Pero, si todo parece apuntar a que Marta Ortega marcará un hito en su primer año como presidenta no ejecutiva de Inditex, Adriana Domínguez también podría cerrar el ejercicio fiscal 2022 dando la campanada. Algunos analistas creen que la textil ourensana logrará esquivar los números rojos. Aunque por la mínima, obtendría un resultado neto anual positivo, el primero, según los registros de la Comisión Nacional del Mercado de Valores (CNMV), en negro desde 2015.

Lo cierto es que la situación de la también cotizada es comprometida desde hace más de una década. De los últimos años, las pérdidas más abultadas en el grupo se produjeron en 2012, cuando se anotó un negativo de más de 24 millones de euros, y en 2016, con números rojos de 22,9 millones. En 2019, la firma contabilizó unas pérdidas de 8,3 millones de euros que se disparararon hasta los 19,3 millones por causa de la pandemia y se minoraron hasta los 9,3 millones en 2021.

El pasado viernes, el grupo presentó sus resultados correspondientes a los nueve primeros meses de su año fiscal, es decir, entre marzo y noviembre de 2022. Los de Adriana Domínguez fueron incapaces de abandonar las pérdidas, ya que su resultado neto fue de -2,2 millones de euros. Sin embargo, la reducción con respecto al mismo periodo del año anterior fue de un notabilísimo 80,1%, mientras que las ventas crecieron un 22,6% hasta los 74 millones de euros.
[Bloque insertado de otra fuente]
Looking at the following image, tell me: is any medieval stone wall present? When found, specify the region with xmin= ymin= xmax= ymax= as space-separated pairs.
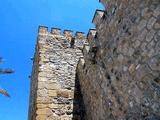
xmin=29 ymin=26 xmax=86 ymax=120
xmin=77 ymin=0 xmax=160 ymax=120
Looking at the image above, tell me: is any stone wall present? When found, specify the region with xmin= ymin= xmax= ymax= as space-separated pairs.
xmin=77 ymin=0 xmax=160 ymax=120
xmin=28 ymin=26 xmax=87 ymax=120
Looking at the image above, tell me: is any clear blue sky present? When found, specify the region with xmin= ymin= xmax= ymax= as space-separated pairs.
xmin=0 ymin=0 xmax=103 ymax=120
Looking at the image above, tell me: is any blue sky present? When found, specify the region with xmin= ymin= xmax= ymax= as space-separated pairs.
xmin=0 ymin=0 xmax=103 ymax=120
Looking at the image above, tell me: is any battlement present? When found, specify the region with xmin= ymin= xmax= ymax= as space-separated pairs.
xmin=75 ymin=32 xmax=85 ymax=39
xmin=51 ymin=28 xmax=61 ymax=35
xmin=92 ymin=9 xmax=104 ymax=25
xmin=38 ymin=26 xmax=48 ymax=34
xmin=38 ymin=26 xmax=88 ymax=49
xmin=38 ymin=26 xmax=86 ymax=41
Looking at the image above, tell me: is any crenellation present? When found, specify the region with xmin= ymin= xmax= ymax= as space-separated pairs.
xmin=87 ymin=29 xmax=97 ymax=43
xmin=38 ymin=26 xmax=48 ymax=34
xmin=92 ymin=9 xmax=104 ymax=26
xmin=63 ymin=30 xmax=73 ymax=41
xmin=29 ymin=0 xmax=160 ymax=120
xmin=75 ymin=32 xmax=85 ymax=40
xmin=51 ymin=28 xmax=61 ymax=35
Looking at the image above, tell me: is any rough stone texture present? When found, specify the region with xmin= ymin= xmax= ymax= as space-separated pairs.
xmin=29 ymin=0 xmax=160 ymax=120
xmin=29 ymin=26 xmax=86 ymax=120
xmin=77 ymin=0 xmax=160 ymax=120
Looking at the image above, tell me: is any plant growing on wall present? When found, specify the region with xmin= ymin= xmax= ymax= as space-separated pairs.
xmin=0 ymin=57 xmax=14 ymax=97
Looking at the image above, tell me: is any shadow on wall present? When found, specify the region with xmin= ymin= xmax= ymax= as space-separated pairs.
xmin=73 ymin=74 xmax=86 ymax=120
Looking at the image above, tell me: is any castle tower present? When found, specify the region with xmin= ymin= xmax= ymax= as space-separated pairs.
xmin=29 ymin=26 xmax=86 ymax=120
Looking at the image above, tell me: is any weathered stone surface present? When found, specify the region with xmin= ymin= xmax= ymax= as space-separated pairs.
xmin=29 ymin=0 xmax=160 ymax=120
xmin=29 ymin=28 xmax=87 ymax=120
xmin=77 ymin=0 xmax=160 ymax=120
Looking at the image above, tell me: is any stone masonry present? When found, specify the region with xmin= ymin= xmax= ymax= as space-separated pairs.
xmin=77 ymin=0 xmax=160 ymax=120
xmin=28 ymin=0 xmax=160 ymax=120
xmin=29 ymin=26 xmax=86 ymax=120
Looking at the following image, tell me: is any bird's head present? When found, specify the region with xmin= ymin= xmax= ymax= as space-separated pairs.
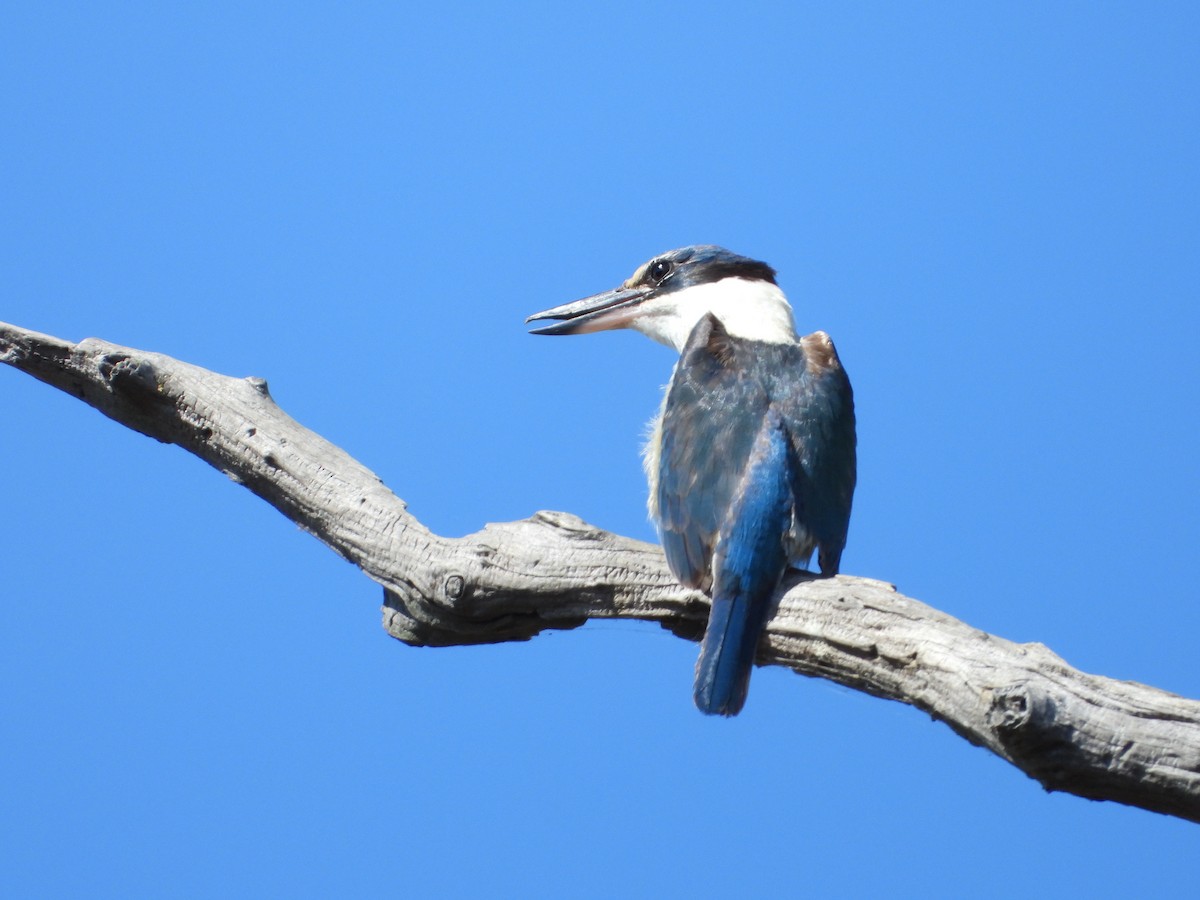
xmin=526 ymin=245 xmax=796 ymax=350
El resultado bruto de explotación (Ebitda) se situó en 7,8 millones de euros en los nueve primeros meses del año y encadena seis trimestres consecutivos en positivo.

Y así, aunque separadas por un abismo en cuanto a cifras, las herederas de la moda gallega afrontan este 2023 con la común tarea de, en marzo, presentar unos resultados que marquen un hito para sus respectivas empresas. Las dos han configurado una suerte de tándem con los actuales consejeros delegados de sus firmas: Óscar García Maceiras y Antonio Puente.

Habrá que ver si Inditex vuelve a hacer historia, a pesar del contexto internacional, y si Adolfo Domínguez, esta vez sí, dice adiós a las pérdidas.